One of the best ways to do this is to select one drawer in the refrigerator and dedicate it to foods for healthy snacking. Stock it with fruit, veggies, whole grain crackers and low-fat cheese and nuts. Spend 10 minutes each Sunday cutting vegetables and portioning out nuts and other snacks, and all week long you and your family can easily reach for healthier munchies.

Move and groove

You don’t need a fancy gym membership to get fit. Just block off 10-minute increments each day to work out and you’ll start to feel the difference. Try walking, biking or doing sets of squats, crunches and jumping jacks. Within minutes you’ll raise your heart rate and work those muscles.
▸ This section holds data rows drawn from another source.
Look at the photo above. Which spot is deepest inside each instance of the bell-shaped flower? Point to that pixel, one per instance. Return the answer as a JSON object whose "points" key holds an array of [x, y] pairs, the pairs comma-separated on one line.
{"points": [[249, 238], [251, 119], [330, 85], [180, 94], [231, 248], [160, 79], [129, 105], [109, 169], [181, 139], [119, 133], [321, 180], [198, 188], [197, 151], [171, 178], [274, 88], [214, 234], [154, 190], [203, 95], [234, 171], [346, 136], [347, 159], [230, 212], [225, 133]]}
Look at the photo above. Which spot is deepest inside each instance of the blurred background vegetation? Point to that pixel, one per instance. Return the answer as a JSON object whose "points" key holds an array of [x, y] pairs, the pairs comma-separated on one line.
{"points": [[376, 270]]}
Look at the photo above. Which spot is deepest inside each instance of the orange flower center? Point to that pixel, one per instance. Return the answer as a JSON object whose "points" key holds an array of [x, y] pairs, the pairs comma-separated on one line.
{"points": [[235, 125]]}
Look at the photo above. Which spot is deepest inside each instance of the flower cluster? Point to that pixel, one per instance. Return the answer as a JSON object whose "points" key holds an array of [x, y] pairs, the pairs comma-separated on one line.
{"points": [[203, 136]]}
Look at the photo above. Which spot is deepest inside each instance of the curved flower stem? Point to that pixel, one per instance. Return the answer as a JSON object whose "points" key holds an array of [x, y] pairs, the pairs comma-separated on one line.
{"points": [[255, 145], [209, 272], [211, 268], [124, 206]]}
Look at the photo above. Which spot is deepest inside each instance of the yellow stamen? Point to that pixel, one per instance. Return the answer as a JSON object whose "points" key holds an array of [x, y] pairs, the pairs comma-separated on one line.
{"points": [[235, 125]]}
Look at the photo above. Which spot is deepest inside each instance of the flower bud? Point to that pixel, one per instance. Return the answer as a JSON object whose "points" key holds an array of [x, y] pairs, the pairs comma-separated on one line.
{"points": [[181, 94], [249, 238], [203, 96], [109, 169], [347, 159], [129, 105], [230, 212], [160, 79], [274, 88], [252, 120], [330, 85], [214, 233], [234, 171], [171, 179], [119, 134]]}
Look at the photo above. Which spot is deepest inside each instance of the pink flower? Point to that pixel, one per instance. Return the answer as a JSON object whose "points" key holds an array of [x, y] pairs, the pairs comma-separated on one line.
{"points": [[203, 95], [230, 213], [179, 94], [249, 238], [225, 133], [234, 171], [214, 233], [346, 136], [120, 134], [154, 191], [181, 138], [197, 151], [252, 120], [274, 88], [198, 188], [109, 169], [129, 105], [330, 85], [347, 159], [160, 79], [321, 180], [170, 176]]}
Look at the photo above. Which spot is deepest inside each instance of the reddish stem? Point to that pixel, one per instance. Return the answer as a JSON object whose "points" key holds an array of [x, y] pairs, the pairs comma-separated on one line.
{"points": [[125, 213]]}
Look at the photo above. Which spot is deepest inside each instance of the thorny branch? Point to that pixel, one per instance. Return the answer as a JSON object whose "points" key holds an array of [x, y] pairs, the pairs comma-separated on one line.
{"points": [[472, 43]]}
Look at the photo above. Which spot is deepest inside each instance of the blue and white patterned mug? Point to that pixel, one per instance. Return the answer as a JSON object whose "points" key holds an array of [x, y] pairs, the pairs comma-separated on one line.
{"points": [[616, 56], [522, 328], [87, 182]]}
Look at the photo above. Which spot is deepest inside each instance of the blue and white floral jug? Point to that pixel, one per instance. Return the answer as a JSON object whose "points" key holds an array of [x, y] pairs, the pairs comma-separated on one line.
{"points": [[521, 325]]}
If you have kids, join in the fun with them and you’ll be surprised just how quickly you get in a quick workout. A game of tag, for example, is a great running exercise. Plus it’s a wonderful way to bond with your family. Bonus: Your kids are learning to exercise through play. Not sure how to get started? Familydoctor.org has you covered.

Hydration

Everyone knows soda is unhealthy, but for other drinks it’s not so obvious. Many fruit juices and sports drinks are packed with sugar and calories. Hydration is important, so drink as much water as possible to boost your health.

Staying properly hydrated is essential to healthy living, and because the body is approximately half made of water, there’s no better drink than good old H2O. If that is too bland, add some healthy flavor with cut fruit, such as oranges, apples, kiwi or strawberries.

Sun protection

The sun gives off rays of light that are helpful and harmful. Some sun exposure is good because it helps the body create vitamin D, which absorbs calcium. Too much sun exposure, though, can lead to skin changes, a lowered immune system and cancer.

It takes just a minute to slather on sunscreen to block harmful rays even in the winter months. Focus on the face which is exposed all year long, and during warm months or while vacationing, make sure to use sunscreen on the entire body, reapplying regularly. What’s more, teach children to do the same to create healthy habits that will last a lifetime.